Dit besluit geldt als een nadere invulling van deze in paragraaf 24, tweede lid, BBBB
1998 omschreven bevoegdheid. Om te bereiken dat deze bevoegdheid in de praktijk op
uniforme wijze wordt toegepast, is in het besluit aangegeven in welke gevallen niet
tot oplegging van een boete zal worden overgegaan. Het betreft allereerst situaties
waarin de vrijwillige verbetering minder bedraagt dan € 1.134. Daarnaast wordt ook
geen boete opgelegd in gevallen waarin de vrijwillige verbetering weliswaar € 1.134
of meer bedraagt, maar minder dan tien procent van het bedrag van de belasting die
over het tijdvak of de tijdvakken waarop de vrijwillige verbetering betrekking heeft,
is afgedragen of voldaan. Deze procentuele regeling loopt tot een bedrag van maximaal
€ 11.345, zodat voor suppletie-aangiftes van meer dan € 11.345 wel tot het opleggen
van een verzuimboete zal worden overgegaan. Uiteraard is voor toepassing van de in
dit besluit vervatte regels steeds uitgangspunt dat de suppletie-aangifte alsnog leidt
tot een juiste afdracht of voldoening van de verschuldigde belasting.

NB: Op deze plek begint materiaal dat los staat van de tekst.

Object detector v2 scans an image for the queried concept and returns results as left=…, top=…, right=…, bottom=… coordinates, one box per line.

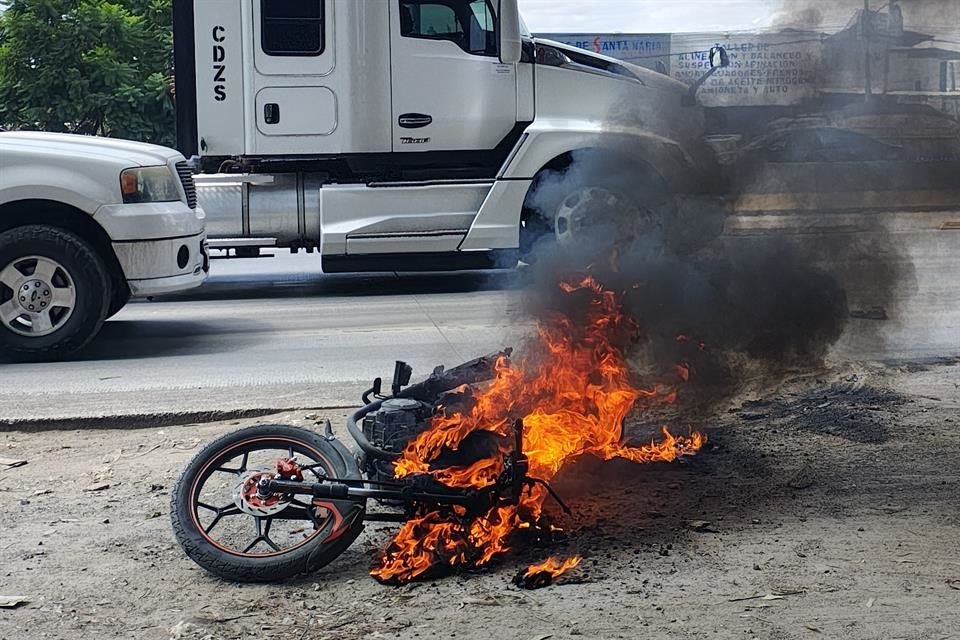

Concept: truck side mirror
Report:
left=497, top=0, right=523, bottom=64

Daarbij wordt overigens opgemerkt dat paragraaf 4 BBBB 1998 ook ten aanzien van de
boete-oplegging bij de ‘suppletie-aangifte’ onverkort van toepassing blijft. Dat wil
zeggen dat de inspecteur bij een gerechtvaardigd beroep op afwezigheid van alle schuld
tot vernietiging van de boete dient over te gaan. Het is op grond van paragraaf 4,
eerste lid, BBBB 1998 aan belanghebbende om afwezigheid van alle schuld te stellen
en te bewijzen.
Besloten is deze regeling vooralsnog de vorm te geven van een afzonderlijk besluit
en niet direct op te nemen in het BBBB 1998. De reden daarvoor is tweeledig. Enerzijds
zal de komende tijd moeten blijken of de regeling op adequate wijze tegemoet komt
aan de praktijk van de verzuimboete bij het doen van een suppletie-aangifte. In het
overleg tussen belastingdienst en bedrijfsleven is aan de orde geweest dat, zo dit
niet het geval zou blijken, zal worden overwogen tot aanpassing van de regeling te
komen, zodanig dat daarmee beter wordt aangesloten op de bestaande praktijk. Anderzijds
zal worden gevolgd of de regeling consequenties heeft voor het aangiftepatroon van
belanghebbenden. Indien zou blijken dat van de regeling op wat voor wijze dan ook
‘gebruik’ wordt gemaakt voor het de facto verkrijgen van uitstel van fiscale verplichtingen,
zal de regeling worden heroverwogen. Indien de regeling na verloop van tijd bevredigend
blijkt te werken, zal deze alsnog worden opgenomen in het BBBB 1998.